Charlotte sorriu, soltando o braço do rapaz para poder entrar na carruagem. Enquanto ajeitava-se no banco, percebeu a segunda carruagem partir, levando o resto da família na frente. O caminho até a capela era curto e não demorava mais que alguns minutos, mas sua mãe havia insistido em alugar luxuosas carruagens para que a chegada da noiva fosse triunfante, afinal, era o casamento da moça mais bela do condado e abriria as portas para vantajosos enlaces com as outras duas que ficaram.
Quando a carruagem parou na porta da capela, Marcel encarou o lado de fora sentindo o peito se apertar, tinha um péssimo pressentimento, mas o que podia fazer? Não podia estragar o dia perfeito da pessoa mais importante de sua vida, por isso, quando abriu a porta, colocou seu melhor sorriso, mesmo que todos os seus instintos o dissessem para que ele a levasse para longe, então, começaram a caminhar.
Quando ergueu os olhos para frente, Charlotte o viu. Willian estava belíssimo, vestia um terno elegante e bem cortado, seus cabelos loiros estavam bem alinhados para trás e ele tinha um grande sorriso que encolhia seus olhos de um azul acinzentado, como um céu em dia de chuva. A quem diga que aquela cor era sem vida e fria, mas, para Charlotte, os dias de chuva eram os mais belos, assim como os olhos do seu grande amor.
Marceu andava lentamente, tentando adiar o inadiável, então, quando chegaram ao altar, ele entregou a delicada mão de Charlotte para Willian, o olhando nos olhos com uma silenciosa ameaça, sem importar-se que todos percebessem a tensão que pairava entre eles. Willian retribuiu o olhar com um ar de triunfo e certa soberba, para ele, era um dia inesquecível, não somente por estar se casando com aquela que todos desejavam desposar, mas também por fazer Marcel engolir o próprio orgulho enquanto entregava a ele sua doce e adorada irmã.
Sem dúvidas, era o melhor dia de sua vida.

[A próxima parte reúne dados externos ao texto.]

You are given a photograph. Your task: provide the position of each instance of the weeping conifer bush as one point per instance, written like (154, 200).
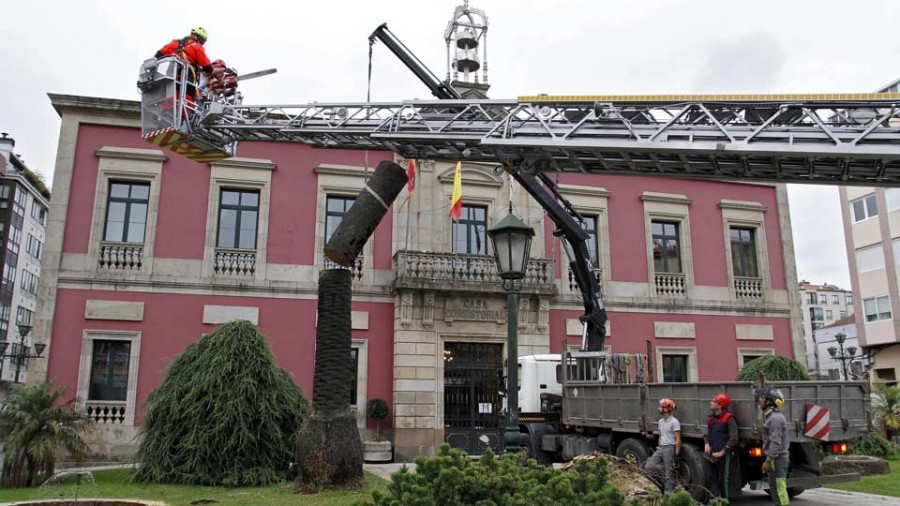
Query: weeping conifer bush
(775, 368)
(225, 414)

Nenhum detalhe foi poupado na cerimônia, ela foi feita com toda a pompa e requinte que os fazendeiros poderiam pagar, o que significava muita! Quando finalmente os votos foram proclamados e a irmã mais nova de Charlotte levou as alianças, ela sentiu o coração a ponto de explodir de felicidade. Willian retirou sua luva plantando um beijo em sua mão e colocando o anel delicadamente, estendendo sua mão para que ela fizesse o mesmo, então, ergueu o véu que ocultava seu belo rosto durante toda a cerimônia.
- Enfim, você é somente minha, meu amor! - Sussurrou, puxando-a delicadamente para si. - Para sempre!
Dito isto, seus lábios se tocaram, selando o voto que foi dito diante de todos os presentes. Para Charlotte, que sentiu as bochechas queimarem por ser beijada na frente de todos, aquele era o início do seu conto de fadas.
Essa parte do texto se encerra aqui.